Although TGF-β is known to negatively regulate myoblast differentiation by suppressing the expression of two MRFs (MyoD and myogenin) through Smad3 [23,44,45,46], our study confirmed that the myogenic effects of pinoresinol and vanillic acid were unlikely achieved through the TGF-β/Smad pathway.

The proliferative effect of both compounds was evaluated during the differentiation process of C2C12; it is known that cell cycle is arrested. However, since the function of skeletal muscle is represented by differentiation proceeding with an increase in the number of muscle cells, we conducted measuring of cell proliferation in differentiated muscle cells as well that established in previously published papers [18,47,48].

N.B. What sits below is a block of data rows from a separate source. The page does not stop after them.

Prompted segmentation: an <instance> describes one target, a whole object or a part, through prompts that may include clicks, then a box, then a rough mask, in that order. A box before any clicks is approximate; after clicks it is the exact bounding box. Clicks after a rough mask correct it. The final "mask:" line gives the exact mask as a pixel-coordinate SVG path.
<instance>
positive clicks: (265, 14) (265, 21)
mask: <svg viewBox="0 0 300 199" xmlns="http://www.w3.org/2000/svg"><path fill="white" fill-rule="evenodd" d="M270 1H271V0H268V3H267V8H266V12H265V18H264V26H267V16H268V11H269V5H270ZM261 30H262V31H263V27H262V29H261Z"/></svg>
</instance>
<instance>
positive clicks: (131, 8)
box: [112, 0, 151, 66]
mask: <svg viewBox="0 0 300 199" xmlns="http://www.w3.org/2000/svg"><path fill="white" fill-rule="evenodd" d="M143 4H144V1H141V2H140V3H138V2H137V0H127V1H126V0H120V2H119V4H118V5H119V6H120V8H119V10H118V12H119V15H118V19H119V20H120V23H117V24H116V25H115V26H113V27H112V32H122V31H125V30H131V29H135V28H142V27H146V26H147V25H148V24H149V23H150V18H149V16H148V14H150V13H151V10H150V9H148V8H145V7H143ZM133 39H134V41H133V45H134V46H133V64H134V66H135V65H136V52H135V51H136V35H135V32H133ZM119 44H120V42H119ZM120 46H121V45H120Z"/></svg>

Pinoresinol and vanillic acid, demonstrated in this study to promote the proliferation and differentiation of myoblast cells, could be applied to alleviating human diseases such as muscle loss. There have been studies confirming biological effects using those compounds in vivo. The injection of pinoresinol into rats with ischemic damage restored blood flow distribution and reduced the level of reactive oxygen species, whose accumulation is known to be associated with muscle atrophy and muscle weakness [49,50]. Vanillic acid was reported as a therapeutic option for patients lacking coenzyme Q10, and the lack of coenzyme Q10 is highly correlated with the risk of age-related muscle loss [51,52]. Although further studies should be done, it is expected that pinoresinol and vanillic acid may be effective in improving muscle strength in humans as well.

5. Conclusions

In summary, this study demonstrated that pinoresinol and vanillic acid isolated from C. bignonioides stimulated the Akt/mTOR pathway to promote proliferation and differentiation of myoblasts, suggesting that they bind to IGF-1R, upstream of Akt/mTOR. These findings may provide fundamental data for pinoresinol and vanillic acid as natural muscle building supplements to attenuate muscle loss.